Hunger strike presses on, awaits chancellor’s return

By Katrina Escudero

Instead of securing last-minute graduation tickets and dealing with frantic relatives before graduation like most U. California-Berkeley seniors, Horacio Corona and Alejandro Lara-Briseno are enduring the hunger pangs of going without food for more than 168 hours.

For one week, about 18 hunger strikers from the “Hungry for Justice Coalition” have been camped out in front of California Hall, awaiting the return of Chancellor Robert Birgeneau from Europe.

The strikers are demanding Birgeneau publicly denounce a recent Arizona immigration law, make UC Berkeley a sanctuary campus and provide extended protections for undocumented students, drop all student conduct charges against activists, stop cuts to low-wage employees, suspend conduct procedures and initiate a democratic, student-led process to review the code, as well as commit to using nonviolent means to ensure safety at demonstrations.

Concern for the strikers’ health has caused campus administrators to announce new initiatives as incentives to end the strike, but demonstrators say they are determined to continue despite impacts to their health.

“It’s hard to focus because of a lot of sleep deprivation since we are sleeping outside,” Corona said.

Though the campus administration has produced three responses to the demands and has met with members of the coalition, the strikers said they will remain outside until they meet with Birgeneau.

In a statement released Friday, Birgeneau acquiesced to one of the strikers’ demands by publicly calling for the repeal of the Arizona law.

Another statement released Friday by Executive Vice Chancellor and Provost George Breslauer and Vice Chancellor for Student Affairs Harry Le Grande said the campus would create a task force “to identify and articulate the issues and needs of undocumented students at Cal,” ensure student representation in the review of the code of student conduct, take steps towards creating an “inclusive” campus climate and treat staff as “compassionately as possible.”

The campus administration has also said they will form a task force that will include students, faculty and staff, to review and possibly revise the code of student conduct.
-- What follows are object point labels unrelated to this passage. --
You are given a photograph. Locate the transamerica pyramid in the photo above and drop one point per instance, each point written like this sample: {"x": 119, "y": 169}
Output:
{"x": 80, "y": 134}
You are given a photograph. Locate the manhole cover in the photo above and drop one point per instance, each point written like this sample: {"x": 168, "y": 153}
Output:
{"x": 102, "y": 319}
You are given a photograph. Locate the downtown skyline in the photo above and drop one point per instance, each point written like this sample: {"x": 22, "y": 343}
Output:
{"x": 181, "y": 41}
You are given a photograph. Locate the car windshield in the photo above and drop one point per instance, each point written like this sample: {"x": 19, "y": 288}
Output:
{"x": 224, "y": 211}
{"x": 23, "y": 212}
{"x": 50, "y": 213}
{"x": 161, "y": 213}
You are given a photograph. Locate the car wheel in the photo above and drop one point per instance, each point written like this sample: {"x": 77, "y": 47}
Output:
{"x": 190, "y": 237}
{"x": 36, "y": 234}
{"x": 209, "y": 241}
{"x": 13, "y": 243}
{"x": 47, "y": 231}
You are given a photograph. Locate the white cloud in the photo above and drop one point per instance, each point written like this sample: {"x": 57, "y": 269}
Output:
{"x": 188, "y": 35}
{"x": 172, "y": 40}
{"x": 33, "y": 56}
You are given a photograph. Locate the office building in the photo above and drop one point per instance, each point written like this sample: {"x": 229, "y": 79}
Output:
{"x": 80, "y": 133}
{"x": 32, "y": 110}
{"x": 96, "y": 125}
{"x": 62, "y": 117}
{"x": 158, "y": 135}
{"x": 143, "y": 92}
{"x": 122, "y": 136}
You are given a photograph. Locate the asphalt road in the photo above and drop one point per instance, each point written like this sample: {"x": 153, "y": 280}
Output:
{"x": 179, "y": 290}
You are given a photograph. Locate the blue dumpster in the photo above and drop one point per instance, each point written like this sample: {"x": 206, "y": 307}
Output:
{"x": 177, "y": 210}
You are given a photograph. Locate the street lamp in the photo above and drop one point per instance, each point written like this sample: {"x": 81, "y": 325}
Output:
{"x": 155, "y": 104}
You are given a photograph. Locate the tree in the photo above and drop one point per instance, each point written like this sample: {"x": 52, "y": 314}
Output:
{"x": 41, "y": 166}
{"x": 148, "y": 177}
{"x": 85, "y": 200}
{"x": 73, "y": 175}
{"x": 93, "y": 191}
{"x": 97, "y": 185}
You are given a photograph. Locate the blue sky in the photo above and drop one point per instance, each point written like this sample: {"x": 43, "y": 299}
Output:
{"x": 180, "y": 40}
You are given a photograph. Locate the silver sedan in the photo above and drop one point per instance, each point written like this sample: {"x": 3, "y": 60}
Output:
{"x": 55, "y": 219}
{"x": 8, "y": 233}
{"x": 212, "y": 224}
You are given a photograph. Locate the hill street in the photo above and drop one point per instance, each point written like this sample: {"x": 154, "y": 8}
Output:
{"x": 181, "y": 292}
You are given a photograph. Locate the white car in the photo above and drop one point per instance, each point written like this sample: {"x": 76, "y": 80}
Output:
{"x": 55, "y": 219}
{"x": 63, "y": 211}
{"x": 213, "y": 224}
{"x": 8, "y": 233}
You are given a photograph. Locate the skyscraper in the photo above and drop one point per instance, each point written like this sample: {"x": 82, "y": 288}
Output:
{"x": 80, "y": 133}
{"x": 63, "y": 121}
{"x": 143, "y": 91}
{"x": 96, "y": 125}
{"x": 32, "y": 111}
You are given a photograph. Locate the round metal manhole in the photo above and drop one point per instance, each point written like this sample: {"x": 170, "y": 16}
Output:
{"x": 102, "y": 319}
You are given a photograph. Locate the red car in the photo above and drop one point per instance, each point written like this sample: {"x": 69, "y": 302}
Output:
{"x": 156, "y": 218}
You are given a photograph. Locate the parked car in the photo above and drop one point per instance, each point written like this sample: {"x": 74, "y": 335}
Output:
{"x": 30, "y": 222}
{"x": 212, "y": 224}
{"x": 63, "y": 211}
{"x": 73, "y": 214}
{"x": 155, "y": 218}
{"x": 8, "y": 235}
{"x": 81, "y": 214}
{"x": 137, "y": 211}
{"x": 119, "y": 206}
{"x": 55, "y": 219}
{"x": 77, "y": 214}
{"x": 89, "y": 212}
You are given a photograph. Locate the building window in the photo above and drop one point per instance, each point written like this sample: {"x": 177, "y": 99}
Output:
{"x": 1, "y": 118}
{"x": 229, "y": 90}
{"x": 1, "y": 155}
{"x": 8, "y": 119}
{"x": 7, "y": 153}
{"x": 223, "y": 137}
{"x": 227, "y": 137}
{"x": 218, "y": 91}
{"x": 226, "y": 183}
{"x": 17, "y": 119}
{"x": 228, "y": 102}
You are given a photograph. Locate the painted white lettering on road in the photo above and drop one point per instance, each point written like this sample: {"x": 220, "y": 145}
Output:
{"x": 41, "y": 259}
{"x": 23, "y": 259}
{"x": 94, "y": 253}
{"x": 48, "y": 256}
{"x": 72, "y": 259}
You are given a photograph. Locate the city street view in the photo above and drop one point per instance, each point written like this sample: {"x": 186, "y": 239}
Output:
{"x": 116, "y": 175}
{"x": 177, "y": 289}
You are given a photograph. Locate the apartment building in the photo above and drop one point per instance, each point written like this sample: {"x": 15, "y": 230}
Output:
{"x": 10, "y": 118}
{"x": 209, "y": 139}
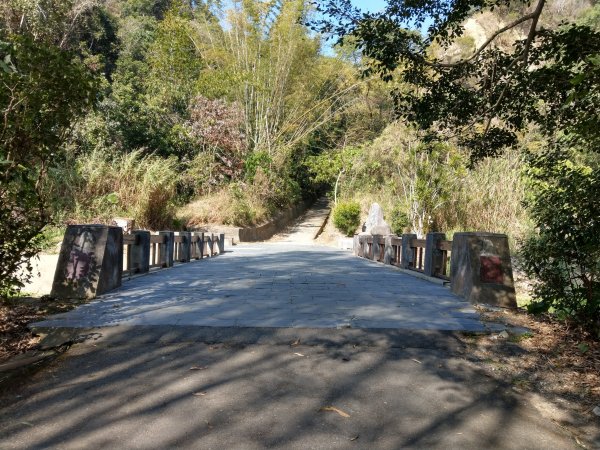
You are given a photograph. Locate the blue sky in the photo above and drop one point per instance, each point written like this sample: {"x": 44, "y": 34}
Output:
{"x": 369, "y": 5}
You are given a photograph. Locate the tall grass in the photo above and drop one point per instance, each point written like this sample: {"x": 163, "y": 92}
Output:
{"x": 101, "y": 186}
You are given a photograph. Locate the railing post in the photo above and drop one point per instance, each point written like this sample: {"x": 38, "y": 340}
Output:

Charges against students involved in the Dec. 11 “Open University” were recently dropped.

Strikers said they remain unmoved and “disillusioned” with campus responses and continue to stand by their prior demands. Lara-Briseno said he already knew about the initiatives announced by Breslauer and Le Grande before the letter was released and is “unimpressed.”

“We are still set on demands in terms of student conduct for them to drop the charges against the protesters,” Corona said. “We believe they charged these students under undue process. A lot of these students are our personal friends that are committed and invested leaders in Chicano groups.”

Staff from the Tang Center continue to check on the strikers daily, making sure they are sufficiently hydrated by drinking cranberry juice and are retaining fluids, said Kim LaPean, communications manager for University Health Services.

Nancy Amy, associate professor of nutritional science and toxicology at UC Berkeley, said it would take a month before strikers would feel the physical effects of not eating, but they will feel other “psychological changes” much sooner. She added that administrators should be worried about the strikers’ lack of sleep rather than their lack of food.

“There have been people who have participated in hunger strikes for months,” she said. “If people continue not sleeping after two days, they start experiencing serious consequences such as hallucinations.”

Lara-Briseno said he is willing to continue going without food until he graduates.

“Us staying on the hunger strike is our way to pressure them and ensure that they won’t provide us with false words,” he said.